Purpose of review: Treatment and even prevention of allergic asthma will require a detailed understanding of disease pathogenesis and in particular identification of factors that govern T-helper type 2 (Th2) immunity. This review defines the priming and differentiation steps necessary to develop antiallergen Th2 immunity and highlights recently identified stimuli that satisfy these requirements.
Recent findings: Striking discoveries in innate immunity have advanced our understanding of how adaptive immune responses are initiated, yet only recently have these principles been applied to allergic disease. Signaling through certain innate immune receptors, the toll-like receptors (TLR) have been shown to modulate Th2-mediated disease in animal models. The dendritic cell has emerged as the central player in the intricate interplay between the adaptive and innate systems of immunity. Recent studies have also uncovered alternative pathways of initiating allergen sensitization that depend entirely on adaptive, rather than innate immune, triggers.
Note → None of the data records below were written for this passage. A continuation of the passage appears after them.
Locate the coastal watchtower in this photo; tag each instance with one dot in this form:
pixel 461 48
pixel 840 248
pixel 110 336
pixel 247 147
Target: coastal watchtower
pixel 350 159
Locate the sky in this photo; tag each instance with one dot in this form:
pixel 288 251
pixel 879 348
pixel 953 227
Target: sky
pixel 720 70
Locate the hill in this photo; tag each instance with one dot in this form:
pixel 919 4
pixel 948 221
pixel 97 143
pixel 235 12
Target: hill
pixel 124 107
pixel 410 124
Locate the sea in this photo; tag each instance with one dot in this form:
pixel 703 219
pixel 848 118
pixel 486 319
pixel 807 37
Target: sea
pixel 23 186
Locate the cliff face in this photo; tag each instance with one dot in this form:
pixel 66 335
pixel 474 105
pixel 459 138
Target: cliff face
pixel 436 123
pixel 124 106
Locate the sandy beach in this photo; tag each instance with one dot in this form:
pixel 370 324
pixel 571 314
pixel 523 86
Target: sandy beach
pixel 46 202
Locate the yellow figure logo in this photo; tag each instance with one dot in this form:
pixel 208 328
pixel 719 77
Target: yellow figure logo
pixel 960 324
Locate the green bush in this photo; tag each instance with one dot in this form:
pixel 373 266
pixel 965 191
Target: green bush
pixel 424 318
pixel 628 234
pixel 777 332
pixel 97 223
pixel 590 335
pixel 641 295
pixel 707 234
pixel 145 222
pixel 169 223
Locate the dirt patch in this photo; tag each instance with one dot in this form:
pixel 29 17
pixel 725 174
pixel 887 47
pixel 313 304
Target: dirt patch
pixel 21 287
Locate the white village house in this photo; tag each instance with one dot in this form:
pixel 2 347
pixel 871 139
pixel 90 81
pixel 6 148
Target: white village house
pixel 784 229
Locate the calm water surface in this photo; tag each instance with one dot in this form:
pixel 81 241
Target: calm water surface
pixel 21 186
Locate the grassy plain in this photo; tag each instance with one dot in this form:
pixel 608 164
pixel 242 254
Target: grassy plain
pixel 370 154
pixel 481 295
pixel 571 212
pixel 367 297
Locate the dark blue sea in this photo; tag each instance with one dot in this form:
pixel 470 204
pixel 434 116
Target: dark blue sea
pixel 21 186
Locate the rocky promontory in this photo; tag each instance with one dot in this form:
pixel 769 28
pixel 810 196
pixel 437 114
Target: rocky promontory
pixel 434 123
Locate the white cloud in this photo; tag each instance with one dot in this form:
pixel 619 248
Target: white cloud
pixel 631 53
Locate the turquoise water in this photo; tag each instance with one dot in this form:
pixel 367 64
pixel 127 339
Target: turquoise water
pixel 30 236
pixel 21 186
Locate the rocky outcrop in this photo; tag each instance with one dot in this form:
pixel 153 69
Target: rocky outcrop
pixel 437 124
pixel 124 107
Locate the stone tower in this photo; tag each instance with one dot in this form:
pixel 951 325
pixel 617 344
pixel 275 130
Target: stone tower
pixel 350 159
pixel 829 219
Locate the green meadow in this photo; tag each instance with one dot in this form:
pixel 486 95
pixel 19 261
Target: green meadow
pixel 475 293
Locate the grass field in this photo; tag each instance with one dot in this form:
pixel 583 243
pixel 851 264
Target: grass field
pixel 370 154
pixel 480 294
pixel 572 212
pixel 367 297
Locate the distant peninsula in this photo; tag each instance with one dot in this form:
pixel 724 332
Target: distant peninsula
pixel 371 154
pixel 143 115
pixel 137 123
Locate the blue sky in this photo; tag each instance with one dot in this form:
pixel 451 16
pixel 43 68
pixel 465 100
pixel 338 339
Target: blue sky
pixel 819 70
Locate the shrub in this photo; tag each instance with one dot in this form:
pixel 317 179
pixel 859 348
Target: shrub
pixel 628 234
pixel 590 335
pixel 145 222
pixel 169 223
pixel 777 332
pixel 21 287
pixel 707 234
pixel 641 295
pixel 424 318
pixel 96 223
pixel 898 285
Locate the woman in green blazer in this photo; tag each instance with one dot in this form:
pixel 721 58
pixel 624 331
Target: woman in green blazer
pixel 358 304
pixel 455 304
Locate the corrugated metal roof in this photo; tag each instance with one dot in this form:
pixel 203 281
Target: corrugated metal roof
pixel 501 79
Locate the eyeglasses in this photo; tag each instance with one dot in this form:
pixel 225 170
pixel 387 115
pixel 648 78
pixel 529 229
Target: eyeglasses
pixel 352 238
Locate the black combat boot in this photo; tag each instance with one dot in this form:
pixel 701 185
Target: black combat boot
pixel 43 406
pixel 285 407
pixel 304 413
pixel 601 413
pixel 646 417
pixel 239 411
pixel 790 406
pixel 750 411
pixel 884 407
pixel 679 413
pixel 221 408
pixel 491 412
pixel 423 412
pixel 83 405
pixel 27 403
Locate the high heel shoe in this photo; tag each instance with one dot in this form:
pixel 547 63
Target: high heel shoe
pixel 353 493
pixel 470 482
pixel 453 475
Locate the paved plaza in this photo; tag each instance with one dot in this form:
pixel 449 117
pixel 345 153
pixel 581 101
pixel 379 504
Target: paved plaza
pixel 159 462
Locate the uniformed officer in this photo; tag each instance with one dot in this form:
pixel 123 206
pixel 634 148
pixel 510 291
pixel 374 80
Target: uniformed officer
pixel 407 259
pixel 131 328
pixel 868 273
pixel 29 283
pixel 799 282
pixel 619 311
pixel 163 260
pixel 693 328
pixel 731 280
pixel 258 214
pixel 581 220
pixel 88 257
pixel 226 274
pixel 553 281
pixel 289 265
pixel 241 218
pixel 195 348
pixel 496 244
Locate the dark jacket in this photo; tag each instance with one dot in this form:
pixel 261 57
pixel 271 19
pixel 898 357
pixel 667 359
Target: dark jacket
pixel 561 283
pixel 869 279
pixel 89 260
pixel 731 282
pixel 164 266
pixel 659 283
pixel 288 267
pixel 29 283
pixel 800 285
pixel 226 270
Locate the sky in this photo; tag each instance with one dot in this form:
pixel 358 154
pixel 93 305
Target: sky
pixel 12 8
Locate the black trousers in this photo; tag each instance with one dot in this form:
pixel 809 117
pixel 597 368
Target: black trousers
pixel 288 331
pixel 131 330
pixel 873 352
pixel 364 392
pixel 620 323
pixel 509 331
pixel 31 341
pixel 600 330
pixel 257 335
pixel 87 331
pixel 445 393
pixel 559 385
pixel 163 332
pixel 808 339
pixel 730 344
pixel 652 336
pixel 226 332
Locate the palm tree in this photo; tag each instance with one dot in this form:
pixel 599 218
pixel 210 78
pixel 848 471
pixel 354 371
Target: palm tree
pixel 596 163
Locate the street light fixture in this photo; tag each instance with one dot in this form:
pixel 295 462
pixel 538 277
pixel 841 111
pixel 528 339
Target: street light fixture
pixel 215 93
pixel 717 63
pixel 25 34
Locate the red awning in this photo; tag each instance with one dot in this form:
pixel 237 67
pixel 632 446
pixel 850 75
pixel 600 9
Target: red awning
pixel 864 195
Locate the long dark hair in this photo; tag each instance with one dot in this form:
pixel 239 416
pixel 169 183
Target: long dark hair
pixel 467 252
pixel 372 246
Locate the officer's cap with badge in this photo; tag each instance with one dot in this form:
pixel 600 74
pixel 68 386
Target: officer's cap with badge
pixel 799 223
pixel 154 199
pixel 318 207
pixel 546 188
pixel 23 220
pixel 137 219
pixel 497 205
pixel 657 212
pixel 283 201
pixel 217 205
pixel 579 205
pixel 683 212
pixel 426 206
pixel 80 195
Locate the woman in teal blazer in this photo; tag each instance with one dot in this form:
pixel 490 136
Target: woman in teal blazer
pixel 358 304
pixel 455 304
Summary: The adaptive immune system cannot initiate a response without the "permission" of the innate immune system, and this holds true for Th2 responses to aeroallergens, although induction of Th2 immunity in response to TLR signaling varies with the type and dose of TLR ligand. However, under conditions of ongoing Th2 inflammation, the adaptive immune system can act as its own adjuvant and provide the necessary activating signals to initiate an immune response to foreign protein antigens. This may be the mechanism underlying the clinically observed phenomenon of polysensitization in atopic patients and provides another therapeutic target in asthma.